Frying the paste until the oil separates is the crucial step — it takes patience but produces an incomparably aromatic broth.
Toasted belacan adds an irreplaceable savoury depth; toast it wrapped in foil in a dry pan for 2 minutes.
Fresh laksa leaves (Vietnamese mint / daun kesum) are the signature garnish; fresh coriander is a reasonable substitute.
Taste and adjust salt at the very end — flavors concentrate as liquids reduce, and a final pinch of flaky salt sharpens the whole dish.
Penang Asam Laksa uses a sour tamarind and poached fish broth instead of coconut milk, topped with pineapple and ginger flower.

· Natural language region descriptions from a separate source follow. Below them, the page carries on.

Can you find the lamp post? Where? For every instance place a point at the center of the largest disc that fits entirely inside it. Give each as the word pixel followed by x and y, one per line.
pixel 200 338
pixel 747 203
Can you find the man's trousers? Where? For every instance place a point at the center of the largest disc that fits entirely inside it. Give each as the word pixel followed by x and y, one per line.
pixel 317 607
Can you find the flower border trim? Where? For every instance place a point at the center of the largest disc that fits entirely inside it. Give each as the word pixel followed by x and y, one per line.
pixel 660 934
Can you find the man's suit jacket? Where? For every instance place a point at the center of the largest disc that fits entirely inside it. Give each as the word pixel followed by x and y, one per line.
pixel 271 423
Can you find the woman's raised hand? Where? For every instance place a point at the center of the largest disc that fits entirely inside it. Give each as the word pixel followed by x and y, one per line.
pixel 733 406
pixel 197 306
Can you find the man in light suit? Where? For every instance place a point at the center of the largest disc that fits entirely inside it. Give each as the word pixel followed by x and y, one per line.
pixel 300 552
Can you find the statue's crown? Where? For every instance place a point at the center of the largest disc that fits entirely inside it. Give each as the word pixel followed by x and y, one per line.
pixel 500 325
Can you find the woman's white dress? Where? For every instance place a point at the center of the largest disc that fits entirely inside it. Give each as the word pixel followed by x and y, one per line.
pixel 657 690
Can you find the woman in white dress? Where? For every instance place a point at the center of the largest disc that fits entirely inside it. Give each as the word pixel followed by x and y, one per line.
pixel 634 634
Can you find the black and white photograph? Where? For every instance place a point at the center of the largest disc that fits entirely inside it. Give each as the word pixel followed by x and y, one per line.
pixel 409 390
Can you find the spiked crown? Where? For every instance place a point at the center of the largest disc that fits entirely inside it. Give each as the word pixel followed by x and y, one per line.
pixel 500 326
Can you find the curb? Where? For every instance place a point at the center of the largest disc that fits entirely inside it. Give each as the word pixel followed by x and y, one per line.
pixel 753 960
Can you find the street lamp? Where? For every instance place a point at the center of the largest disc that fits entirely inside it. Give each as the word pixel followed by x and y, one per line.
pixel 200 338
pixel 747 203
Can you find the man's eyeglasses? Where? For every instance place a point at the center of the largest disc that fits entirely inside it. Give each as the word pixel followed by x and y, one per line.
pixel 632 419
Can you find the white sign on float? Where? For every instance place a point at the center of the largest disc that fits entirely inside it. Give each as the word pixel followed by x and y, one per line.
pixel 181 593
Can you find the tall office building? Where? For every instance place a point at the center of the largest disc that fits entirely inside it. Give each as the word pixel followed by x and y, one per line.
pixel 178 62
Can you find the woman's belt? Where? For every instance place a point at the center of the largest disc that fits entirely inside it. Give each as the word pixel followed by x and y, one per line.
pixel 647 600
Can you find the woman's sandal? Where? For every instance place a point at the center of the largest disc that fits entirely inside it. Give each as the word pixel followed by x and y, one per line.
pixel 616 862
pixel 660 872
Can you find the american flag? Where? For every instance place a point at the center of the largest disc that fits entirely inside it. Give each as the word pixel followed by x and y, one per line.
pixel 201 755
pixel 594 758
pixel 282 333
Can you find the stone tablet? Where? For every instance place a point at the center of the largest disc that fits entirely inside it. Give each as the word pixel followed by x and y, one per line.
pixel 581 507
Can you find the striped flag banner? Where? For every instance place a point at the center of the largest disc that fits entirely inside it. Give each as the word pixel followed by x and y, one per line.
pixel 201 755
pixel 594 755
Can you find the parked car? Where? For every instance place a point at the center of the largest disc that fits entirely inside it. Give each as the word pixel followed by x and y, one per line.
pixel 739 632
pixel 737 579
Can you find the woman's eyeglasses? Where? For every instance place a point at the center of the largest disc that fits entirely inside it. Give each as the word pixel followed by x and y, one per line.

Sarawak Laksa from Malaysian Borneo uses a more complex paste with both coconut milk and a sour element.
Vegetarian: swap the protein for roasted king oyster mushrooms, smoked tofu or cooked chickpeas — adjust seasoning slightly upward to compensate.
Spicier: add a finely chopped fresh chile or a teaspoon of crushed Aleppo/Urfa pepper to the aromatics for warm, layered heat instead of a single sharp hit.
The broth keeps for 4 days in the fridge and freezes well for 3 months. Cook noodles fresh and add prawns when reheating.
Laksa originated with the Peranakan (Straits Chinese or Baba-Nyonya) communities of the Malay Archipelago — the descendants of Chinese traders who married Malay women and created a unique hybrid culture and cuisine. The dish fuses Chinese noodle traditions with Malay spice pastes and coconut milk, and exists in numerous regional variants across Malaysia and Singapore.
Curry laksa uses a rich coconut milk broth and is popular in KL, Singapore and Johor. Asam laksa uses a sour tamarind and mackerel broth with no coconut milk and is most associated with Penang. Both are considered national dishes of Malaysia.
Yes — most of the components can be prepared up to a day in advance and refrigerated separately. Reheat gently and assemble just before serving so textures stay distinct.
Stay close to the role each ingredient plays: swap aromatics for similar ones (shallot for onion, lime for lemon), and keep the fat-acid-salt balance intact. Spice blends can usually be approximated with what's in the cupboard.
Authenticity sits on a spectrum — what matters more is honoring the technique and balance of flavors. If the dish tastes harmonious and respects how cooks in its home region would build it, you're on solid ground.